As a result of the execution of the Stock Purchase Agreement, the Seller sold,79% of the issued and outstanding shares of common stock of the Company to the Purchaser in exchange for $2,500.
Item 5.02 Departure of Directors or Certain Officers; Election of Directors; Appointment of Certain Officers; Compensatory Arrangement of Certain Officers.
On January 3, 2013, Lisa Rubin, resigned from her positions as the Company’s Secretary and Treasurer.
On January 3, 2013, Pamela Elliot, resigned from her positions as the Company’s President, CEO and Director.
On January 3, 2013, 2011 a majority of the shareholders of the Company approved the appointment of Tamio Stehrenberger to the Board of Directors. In addition, at such time, Tamio Stehrenberger was appointed by the Board of Directors as the Company’s Chief Executive Officer, President and CFO and Scott Kendrick Warner as Secretary and Treasurer.

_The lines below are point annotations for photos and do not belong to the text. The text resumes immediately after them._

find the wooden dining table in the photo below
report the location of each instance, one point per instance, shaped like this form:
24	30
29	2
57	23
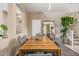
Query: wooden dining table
41	44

None of the appointed directors or officers entered into an employment agreement with the Company, nor will any be compensated for their services as officers or directors of the Company.
The following is certain biographical and other information regarding the newly appointed officer and director:
Tamio Lucien Stehrenberger, age 31, All Officer Positions and Sole Director
From 10/06-4/09 Founded and acted as President and CEO of Luxe Automotive Group, Inc., a luxury/exotic car leasing company with locations in Salt Lake City, Utah and Fort Lauderdale, Florida with revenues of $1M in its first calendar year, and a fleet of 72 vehicles.
From 4/09-4/11 founded and developed BekoZone.com, which later became MatchTrade.com
From 4/11-present founded and continually developed MatchTrade.com, now ready for public beta testing.
From 10/2005-present, played hockey at the professional level for the Utah Grizzlies, farm team for the NHL's Calgary Flames.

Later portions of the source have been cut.